Premier David Alward is seeking recommendations on ways to have representatives from unelected political parties involved in the legislative process.
Alward announced Friday that Donald Desserud, a political scientist at the University of New Brunswick in Saint John, has been asked to come up with a series of recommendations that would allow other political parties to have a voice in the legislature's committee process and other government initiatives.
"We believe that citizen engagement means listening to differing opinions and treating individuals with dignity and respect," Alward said in a statement.
"We are a government for all New Brunswickers, no matter how they vote. We have a history of working together to find the best solutions, and I look forward to working with these leaders in the near future."
The standing rules that govern legislative committees limit the amount of public participation that is permitted during hearings. For example, during standing committees that scrutinize departmental spending, only government and opposition MLAs are allowed to question civil servants.

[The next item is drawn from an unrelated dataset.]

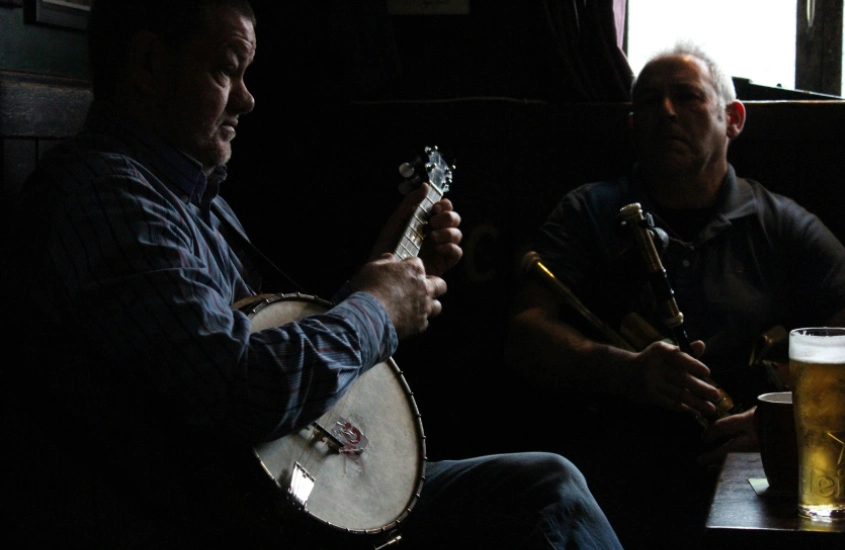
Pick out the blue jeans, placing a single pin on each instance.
(514, 501)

After the ballots were counted from the Sept. 27 provincial election, only the Progressive Conservatives and Liberals ended up with seats.
Meanwhile, the New Democratic Party, which garnered more than 10 per cent of the popular vote, was again unable to elect a single MLA. The party has been without a seat inside the legislative assembly since 2005.
Other smaller registered parties, the Green party and the People's Alliance of New Brunswick, were also shut out of the legislature.
Tom Mann, the co-chair of Democracy for New Brunswick, said Alward's initiative is a good step on the way to a more transparent government.
"We think it's the first step," he said. "It's not the final step … of making every vote count in this province, as 16 per cent of those who voted in the September election do not have a representative in that Legislative Assembly."
The UNB political scientist will consult with those political parties that were unsuccessful in the last election and the clerk of the legislative assembly. Desserud will then propose new options that would allow for broader political input.
Desserud will give his options to Speaker Dale Graham, who will then present Desserud's recommendations to the legislature's Standing Committee on Procedures for discussion.
According to the government, Desserud will volunteer his time on this proposal.